As all of my companies approach quarter end right now, I am having active discussions with the sales folks about quarter-to-date bookings and then translating into revenue for management to measure against Q1 targets. As this is the first quarter in what is expected to be a completely recessionary year a LOT of pressure will be on Q1 results to determine if you are going to be a survivor or not this year.
As I’ve mentioned before, recognizable revenue is not black and white and conservative interpretation is the best approach. What, at a tactical level, does this imply? Recognize less up front and defer the rest over the period that you are delivering the goods/services. At this point, my conversations then switch to the Controller who is left with the thankless task of having to determine what portion of revenue should be deferred (under extreme pressure from sales!) and then accurately recognizing it over a certain period.
Just so my Controller and I are on the same page - what exactly is deferred revenue?
As one of the revenue recognition criteria is “delivery”, deferred revenue is revenue not yet earned because the delivery of goods or services is outstanding and still owed to the customer hence it remains a liability on the balance sheet.
Now, if you have only one customer, it is easy to track when and how much of the deferred revenue to recognize each month. For instance, you are a software company, you sold $1200 of annual maintenance and support therefore you get to recognize $100/month over a twelve month period as you “deliver” the technical support for that product. Simple!
Now imagine you have 300 customers a month with an average order value of $100 and you need to recognize revenue accordingly - some is support (easy over 12 months, or maybe 24 months because sales sold two years up front) or maybe some is milestone based professional services based on acceptance clauses. Oh, and your auditor will want you to provide, by invoice, supporting documentation as to what was recognized each month. Hah! I’ve seen some pretty hellish spreadsheets to try and support various sales.
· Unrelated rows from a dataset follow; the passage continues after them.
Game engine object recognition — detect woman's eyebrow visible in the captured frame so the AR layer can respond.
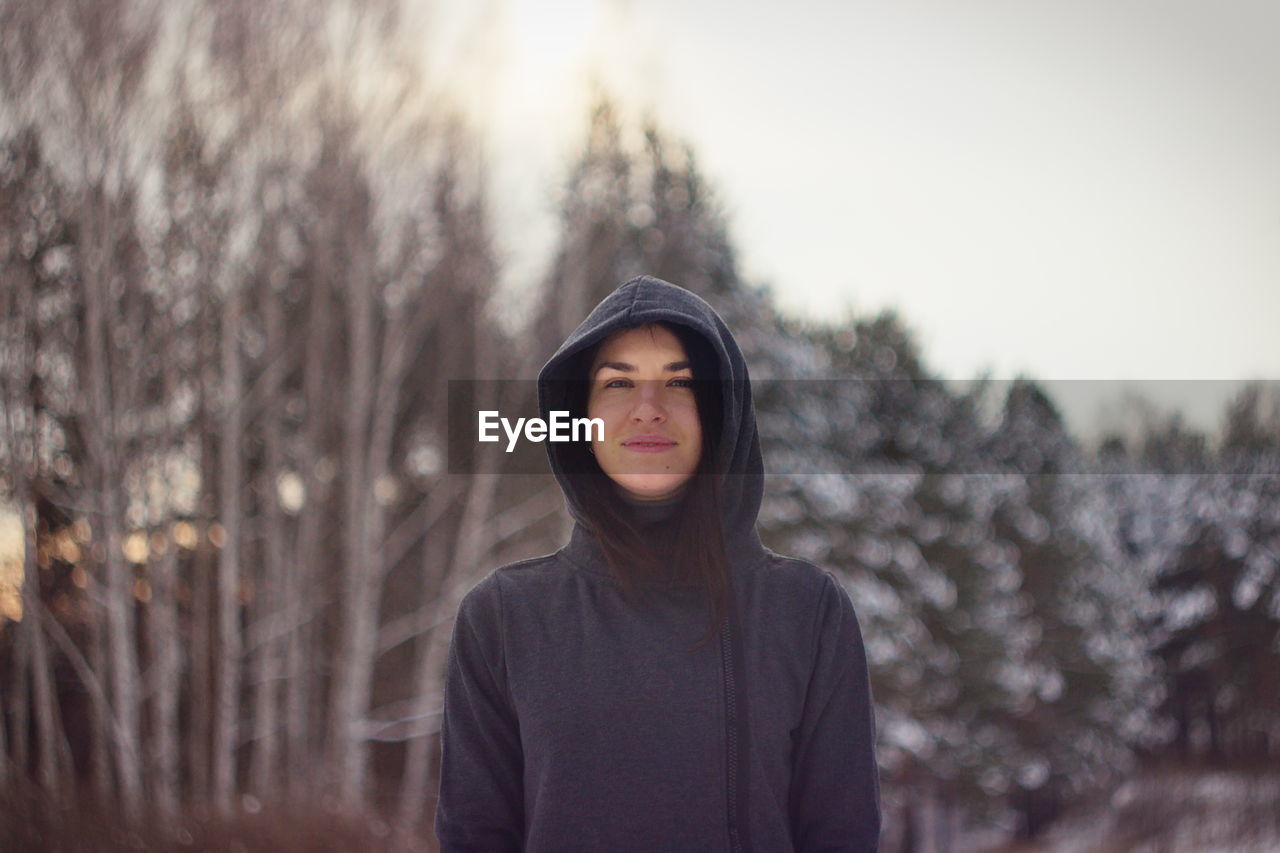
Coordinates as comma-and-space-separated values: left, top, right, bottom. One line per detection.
591, 361, 692, 375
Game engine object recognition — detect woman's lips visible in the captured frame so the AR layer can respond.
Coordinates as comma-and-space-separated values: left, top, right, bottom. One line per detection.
622, 435, 676, 453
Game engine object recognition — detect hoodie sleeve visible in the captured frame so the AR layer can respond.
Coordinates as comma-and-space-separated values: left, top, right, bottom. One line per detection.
790, 571, 881, 853
435, 575, 524, 853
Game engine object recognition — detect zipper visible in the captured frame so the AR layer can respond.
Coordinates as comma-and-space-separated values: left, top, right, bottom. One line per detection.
721, 607, 744, 853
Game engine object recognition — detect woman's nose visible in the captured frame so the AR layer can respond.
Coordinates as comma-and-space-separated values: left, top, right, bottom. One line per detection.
631, 383, 667, 421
How will my Controller keep track of all these transactions?!?!?
Fortunately, Business Ready has a Deferred Revenue template that easily allows you to drop in the invoice detail and by using some funky date validation, start and stop amortization dates, and straight forward groupings not only will your Controller be able to recognize a multitude of transaction variations but they have audit ready working papers every month so come year end, when they need to defend why they recognized what, they are good to go!
I’d get to this earlier in the year so that this month end task doesn’t take forever and frees up more of your time for analysis which is what management REALLY wants during these recessionary times. Hope this helps!